Questa è la panoramica della mia esperienza, ma negli ultimi 10 anni mi sono concentrato su come migliorare processi e delivery nelle agenzie, sviluppo di siti web, app e simili. Ho visto principalmente problemi di crescita: le agenzie in cui ho lavorato erano sempre piccole o medie, e crescendo vedevo ricorrere schemi tipici che ero in grado di risolvere. Così ho scelto di aiutare altre agenzie oggi con quei problemi. Il lavoro digitale nelle agenzie è aumentato tantissimo e molti fanno ancora fatica, sia perché devono affrontare il digitale per la prima volta, sia perché stanno crescendo e hanno bisogno di rafforzarsi su quei temi.
Ben Aston:
Sì quindi aiuti soprattutto le agenzie tradizionali a diventare digitali e crescere. Quali sono le sfide più tipiche che incontri in questo processo? Sicuramente chi ci ascolta riconoscerà alcuni di questi problemi!
Brian Kessman:
Sì, penso che la causa principale di molte difficoltà all’interno di un’agenzia creativa sia ancora un approccio un po’ a compartimenti stagni tra discipline, dove il lavoro viene “passato di mano” da un team all’altro senza vera collaborazione. Non è più come una volta ma succede ancora, soprattutto nelle agenzie grandi e tradizionali. Quindi propongo il modello del team cross-disciplinare, sia fisso che temporaneo, dove si lavora insieme, c’è trasparenza, ognuno capisce meglio il ruolo degli altri, e questo fa crescere la consapevolezza e le skill digitali di tutti.
Un esempio: magari un designer lavora al sito ma non ha un approccio digitale, quindi dimentica aspetti come il responsive, così quando il lavoro passa allo sviluppatore serve rifare molte cose.
Ben Aston:
Sì, situazione familiare! Capita spesso che qualcuno non abbia mai fatto un sito prima e usa formati assurdi, e ci si ritrova a dire “ferma, così non si fanno i siti…” sono dettagli che spesso sfuggono.
Brian Kessman:
O tipo ti danno la creatività per un cartellone pubblicitario, ma non pensano a come sarà la landing page collegata.
Ben Aston:
Esatto: prendi il cartellone, buttalo su una landing con un bottone, no? Bene, parliamo ora del project management digitale: tu offri consulenza alle agenzie per migliorare. Quali sono gli strumenti principali della tua cassetta degli attrezzi? C’è qualcosa che hai scoperto di recente che consigli assolutamente?
Brian Kessman:
Ultimamente mi sono appassionato a Designbetter.co, un servizio lanciato da InVision. Aiuta le persone a migliorare le practice di design, non solo dal punto di vista digitale ma per risolvere problemi di business. Hanno podcast, blog post e corsi email, tutti da grandi leader del design: una risorsa fantastica per capire come costruire grandi prodotti e team.
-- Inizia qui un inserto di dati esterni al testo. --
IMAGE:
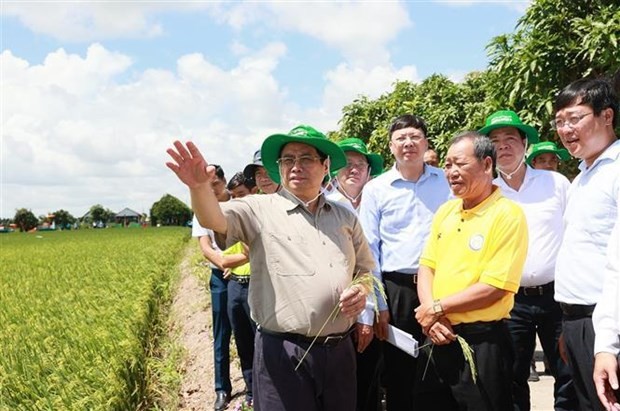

Lo consiglio, a prescindere dal ruolo, è un contenuto ricco. Questo per l’aggiornamento e la crescita personale; nel mio lavoro – che è consulenza più che project management operativo – gli strumenti principali sono workshop, interviste, sondaggi, mappature degli stakeholder per capire le relazioni interne, process mapping, skills gap analysis e la skills matrix di cui parlo nel blog post.
Ben Aston:
Ottimo. Tornando sugli strumenti, tutti amano i tool. Quando aiuti le agenzie a focalizzarsi sul digitale e lavorare insieme, ci sono strumenti che fanno davvero la differenza per superare la logica a silos e favorire la collaborazione?
Brian Kessman:
Certo. Si tratta soprattutto di software di gestione dei workflow. Ce ne sono tantissimi. Dipende da quello con cui l’agenzia si trova meglio. Per esempio JIRA è ottimo per lo sviluppo software, molte agenzie lo usano anche per il creativo. Ma la chiave è creare trasparenza e fluidità nel lavoro collaborativo.
Ben Aston:
Perfetto. Passiamo al tuo articolo: parla di come far crescere i team di project management digitale nel modo giusto. Se non l’avete ancora letto fatelo, è una guida passo-per-passo utile per tutti, anche se non state attualmente creando un team: molte cose sono utili comunque, basta applicarle alla propria scala. Brian parla delle cinque “P” per scalare un team PM: purpose (scopo), people (persone), partnerships (partnership), process (processi), performance (prestazioni).
Purpose è mettere insieme gli stakeholder per definire il perché della crescita, people trovare le persone giuste con le skill giuste e le retribuzioni adatte, partnerships riguarda le partnership interne e la struttura del team, process vuol dire avere strumenti e template per essere coerenti e creare valore, performance è monitorare e apportare continui miglioramenti. Ho fatto un riassunto, ma leggete l’articolo per approfondire.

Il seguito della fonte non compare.